■記事のポイント
①イスラエルのアグリテック企業が日本の田んぼで点滴灌水の実証実験を行う
②国内農業のGHG排出量のうちメタンガスは46%、半分以上は稲作由来に
③乾いた土壌に点滴チューブで灌水することで排出を抑制する
イスラエルのアグリテック企業・ネタフィムの日本法人が秋田県と長野県の2拠点で点滴灌水を導入した稲作の実証実験を行う。点滴灌水は乾いた土壌に点滴チューブを設置して、作物に直接必要な最小限の水と液体肥料を与える。従来の水田栽培は空気に触れず酸素がすくない土壌のなかで有機物を分解する際にメタンを生成する「メタン生成菌」が存在する。点滴灌水によって土壌を乾いた状態に保つことで、メタンガスの発生を抑制する。(オルタナ編集部・萩原哲郎)

■世界110カ国に展開
ネタフィムは1965年に創業した。イスラエルの砂漠の砂地で砂地に挑んだことがきっかけとなった。現在は110カ国で展開していて、日本でもネタフィムジャパン(東京・中央)が1996年より事業を行う。
稲作分野での点滴灌水システムの導入はトルコとウクライナで400㌶の実績がある。それ以外にも面積は不明だが、インド、中国、台湾、イタリア、スペイン、米国、ブラジル、セネガル、フィリピンで栽培試験を行う。導入目的は多岐にわたり、増収や節水、温室効果ガスの発生削減、省力化や傾斜地の栽培などがある。
■地球温暖化対策が農業でも課題に
地球温暖化対策は農業が抱える課題のひとつだ。農林水産省によると、日本の農林水産分野におけるGHG排出量は国内総排出量の約4%の4747万㌧(2019年度)。そのうちメタンガスが占める割合は46.2%。稲作由来は半分以上を占める。メタンガスの温室効果はCO₂の25倍だ。
■乾いた土壌で栽培、メタンをゼロへ
今回、ネタフィムが取り組む実証実験はこの課題解決を目指す。
地球温暖化緩和では、メタンガスの生成を限りなくゼロへ低減させる。
水田の土壌の中は空気にふれず酸素が少ない環境となる。そのような環境では土壌や肥料が分解して二酸化炭素や酢酸が生じる。
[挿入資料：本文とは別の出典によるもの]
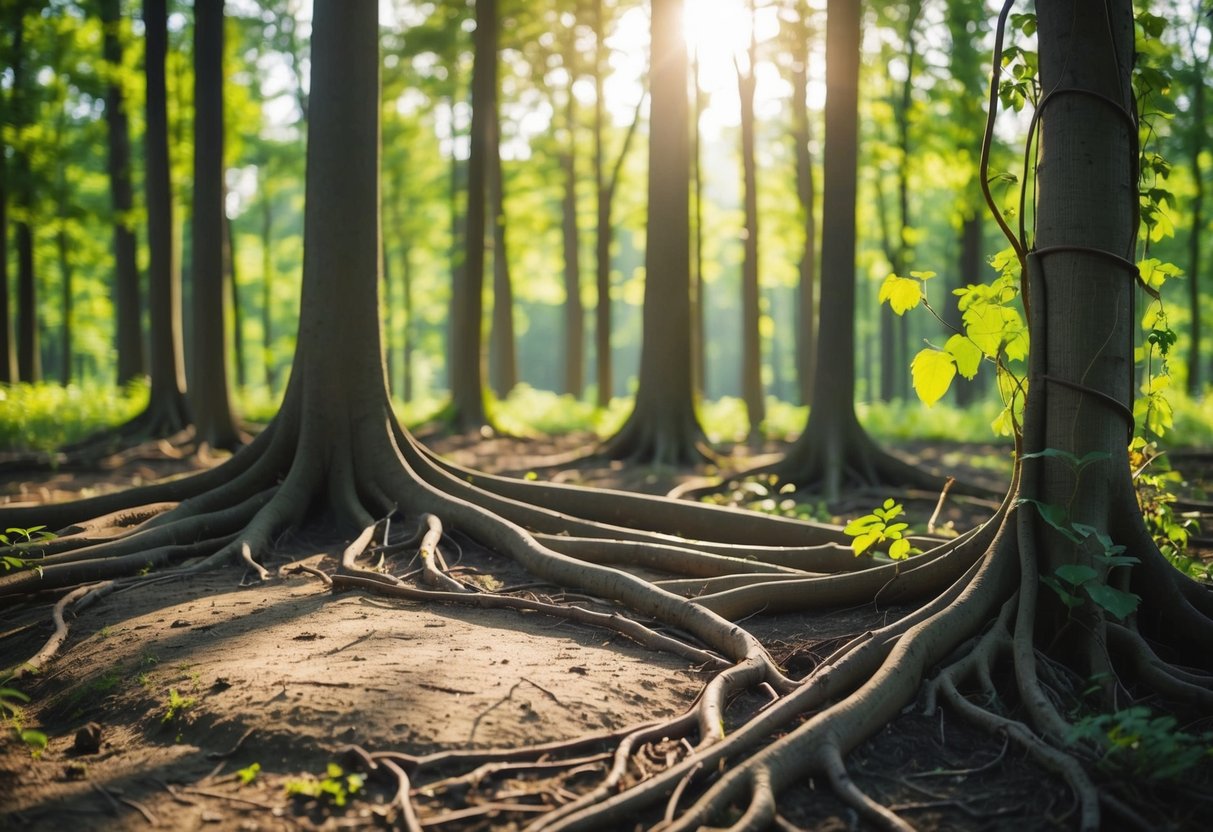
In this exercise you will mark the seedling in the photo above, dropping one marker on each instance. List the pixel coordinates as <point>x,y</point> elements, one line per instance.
<point>881,526</point>
<point>177,705</point>
<point>335,788</point>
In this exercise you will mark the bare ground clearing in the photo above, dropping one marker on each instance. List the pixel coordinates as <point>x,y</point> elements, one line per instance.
<point>286,673</point>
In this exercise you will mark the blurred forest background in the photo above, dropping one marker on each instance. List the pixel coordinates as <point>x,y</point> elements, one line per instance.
<point>573,115</point>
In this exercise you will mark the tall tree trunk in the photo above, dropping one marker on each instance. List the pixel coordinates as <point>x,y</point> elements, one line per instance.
<point>267,291</point>
<point>574,309</point>
<point>751,294</point>
<point>504,349</point>
<point>210,400</point>
<point>806,191</point>
<point>664,427</point>
<point>233,283</point>
<point>1196,143</point>
<point>28,365</point>
<point>166,400</point>
<point>467,341</point>
<point>7,349</point>
<point>127,332</point>
<point>603,376</point>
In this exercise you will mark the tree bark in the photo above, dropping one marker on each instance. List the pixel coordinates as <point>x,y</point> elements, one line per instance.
<point>751,295</point>
<point>806,192</point>
<point>574,309</point>
<point>504,351</point>
<point>209,392</point>
<point>127,334</point>
<point>467,340</point>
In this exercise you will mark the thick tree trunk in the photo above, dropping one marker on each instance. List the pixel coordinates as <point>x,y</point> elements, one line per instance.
<point>127,334</point>
<point>467,341</point>
<point>233,288</point>
<point>751,294</point>
<point>574,309</point>
<point>806,191</point>
<point>504,349</point>
<point>209,392</point>
<point>664,427</point>
<point>267,291</point>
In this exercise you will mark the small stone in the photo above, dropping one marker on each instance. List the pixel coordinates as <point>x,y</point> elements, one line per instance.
<point>87,740</point>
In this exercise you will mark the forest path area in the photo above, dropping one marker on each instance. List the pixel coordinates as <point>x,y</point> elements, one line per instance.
<point>198,684</point>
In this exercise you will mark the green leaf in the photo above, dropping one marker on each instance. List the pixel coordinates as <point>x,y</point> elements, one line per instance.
<point>932,371</point>
<point>903,294</point>
<point>966,353</point>
<point>1116,602</point>
<point>1075,574</point>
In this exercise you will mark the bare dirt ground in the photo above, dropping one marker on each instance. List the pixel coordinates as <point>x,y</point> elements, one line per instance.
<point>212,695</point>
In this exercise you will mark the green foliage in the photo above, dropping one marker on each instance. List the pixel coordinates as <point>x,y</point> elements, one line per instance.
<point>335,788</point>
<point>869,531</point>
<point>177,705</point>
<point>1137,744</point>
<point>43,417</point>
<point>1071,581</point>
<point>768,496</point>
<point>11,714</point>
<point>18,546</point>
<point>1154,482</point>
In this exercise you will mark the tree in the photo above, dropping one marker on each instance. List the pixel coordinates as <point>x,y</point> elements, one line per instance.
<point>751,313</point>
<point>978,615</point>
<point>664,427</point>
<point>466,365</point>
<point>209,395</point>
<point>127,332</point>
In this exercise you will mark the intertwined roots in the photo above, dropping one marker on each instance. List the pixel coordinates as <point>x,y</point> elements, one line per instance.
<point>974,603</point>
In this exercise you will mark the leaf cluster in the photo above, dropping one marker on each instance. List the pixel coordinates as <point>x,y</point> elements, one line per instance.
<point>882,526</point>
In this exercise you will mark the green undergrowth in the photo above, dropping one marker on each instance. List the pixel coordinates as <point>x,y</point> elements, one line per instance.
<point>41,417</point>
<point>45,416</point>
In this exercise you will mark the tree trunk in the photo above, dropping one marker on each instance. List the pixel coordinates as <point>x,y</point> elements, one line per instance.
<point>664,427</point>
<point>467,340</point>
<point>751,294</point>
<point>127,334</point>
<point>7,351</point>
<point>574,309</point>
<point>233,283</point>
<point>267,291</point>
<point>504,351</point>
<point>1081,291</point>
<point>209,392</point>
<point>1196,143</point>
<point>806,191</point>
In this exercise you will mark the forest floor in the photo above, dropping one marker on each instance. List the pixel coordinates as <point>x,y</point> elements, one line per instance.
<point>197,685</point>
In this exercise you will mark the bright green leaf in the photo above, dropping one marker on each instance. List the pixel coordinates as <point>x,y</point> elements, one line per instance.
<point>932,371</point>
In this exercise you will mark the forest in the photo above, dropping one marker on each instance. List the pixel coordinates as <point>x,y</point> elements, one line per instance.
<point>753,414</point>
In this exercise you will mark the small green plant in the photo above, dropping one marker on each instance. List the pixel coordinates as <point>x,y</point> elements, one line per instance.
<point>177,705</point>
<point>881,526</point>
<point>1154,480</point>
<point>335,788</point>
<point>1071,581</point>
<point>17,541</point>
<point>1135,742</point>
<point>11,714</point>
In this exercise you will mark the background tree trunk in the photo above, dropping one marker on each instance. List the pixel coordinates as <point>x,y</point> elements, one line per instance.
<point>751,296</point>
<point>209,393</point>
<point>467,341</point>
<point>168,393</point>
<point>127,332</point>
<point>664,427</point>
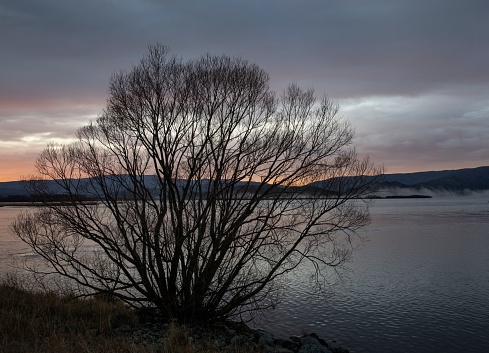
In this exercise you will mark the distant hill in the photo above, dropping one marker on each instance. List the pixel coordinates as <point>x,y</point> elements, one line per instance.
<point>471,179</point>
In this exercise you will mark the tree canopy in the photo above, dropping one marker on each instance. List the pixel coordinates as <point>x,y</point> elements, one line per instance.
<point>209,189</point>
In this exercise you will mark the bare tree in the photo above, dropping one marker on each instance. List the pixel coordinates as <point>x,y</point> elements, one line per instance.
<point>209,189</point>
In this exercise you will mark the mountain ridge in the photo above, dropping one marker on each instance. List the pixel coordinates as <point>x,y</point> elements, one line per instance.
<point>457,180</point>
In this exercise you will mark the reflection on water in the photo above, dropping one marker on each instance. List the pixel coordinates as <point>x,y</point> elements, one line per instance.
<point>419,284</point>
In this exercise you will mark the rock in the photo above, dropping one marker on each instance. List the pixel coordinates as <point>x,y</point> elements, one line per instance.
<point>311,344</point>
<point>288,344</point>
<point>336,348</point>
<point>309,341</point>
<point>266,339</point>
<point>313,349</point>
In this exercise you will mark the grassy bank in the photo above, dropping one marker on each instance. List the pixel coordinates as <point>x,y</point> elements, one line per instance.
<point>46,322</point>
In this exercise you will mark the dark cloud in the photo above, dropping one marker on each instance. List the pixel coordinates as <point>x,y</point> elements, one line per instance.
<point>56,57</point>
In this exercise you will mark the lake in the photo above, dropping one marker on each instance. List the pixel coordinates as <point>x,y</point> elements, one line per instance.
<point>419,284</point>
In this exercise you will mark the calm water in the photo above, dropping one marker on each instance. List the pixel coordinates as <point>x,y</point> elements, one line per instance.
<point>420,284</point>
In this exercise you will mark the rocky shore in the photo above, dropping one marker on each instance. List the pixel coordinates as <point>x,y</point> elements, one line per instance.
<point>152,331</point>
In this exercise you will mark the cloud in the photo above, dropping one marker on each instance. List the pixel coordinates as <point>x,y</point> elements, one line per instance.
<point>411,75</point>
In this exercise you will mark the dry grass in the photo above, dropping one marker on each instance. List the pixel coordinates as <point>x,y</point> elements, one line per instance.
<point>48,323</point>
<point>45,322</point>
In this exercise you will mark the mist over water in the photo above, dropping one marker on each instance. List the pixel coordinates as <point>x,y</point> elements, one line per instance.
<point>419,283</point>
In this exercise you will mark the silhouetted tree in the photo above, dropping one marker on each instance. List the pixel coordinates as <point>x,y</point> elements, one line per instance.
<point>201,173</point>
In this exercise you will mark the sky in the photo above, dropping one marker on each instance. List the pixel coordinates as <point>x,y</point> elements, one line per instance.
<point>412,76</point>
それらからメタン生成菌の働きによってメタンが生成される。メタンは稲の中にある空気の通り道を伝って大気中に放出される。
点滴灌水は乾いた土壌に点滴チューブを設置して灌水をして、必要最低限の水と液体肥料を与える。土が常に空気に触れていて、メタンガスの発生を抑制する。
ネタフィムジャパンで、輪作や灌漑などの専門的知識を有するアグロノミストの田川不二夫氏は「日本での販売価格は1㌶あたり130~200万円ほどです」と話す。ただし井戸や畑地灌漑施設のような加圧された水源がない場合は、別途貯水槽や送水ポンプ、電源の設置が必要になる。
■米の品質向上や酒米生産にも
今回の実証実験では秋田県と長野県の生産者が協力したことによって実現した。
ネタフィムジャパンのジヴ・クレメール社長は「実証実験の結果を見て、コストや雑草対策、装置の設置や回収の手間などの課題を洗い出して対策し、次のステップへ進みたい」と話す。
2023年は実証する田んぼの面積を拡大し、2024年にシステムの実売を目指す。加えて、灌水や堆肥の最適化ができる点滴灌水のメリットを活かして米の品質向上や、栽培が難しい酒米生産にも乗り出す構えだ。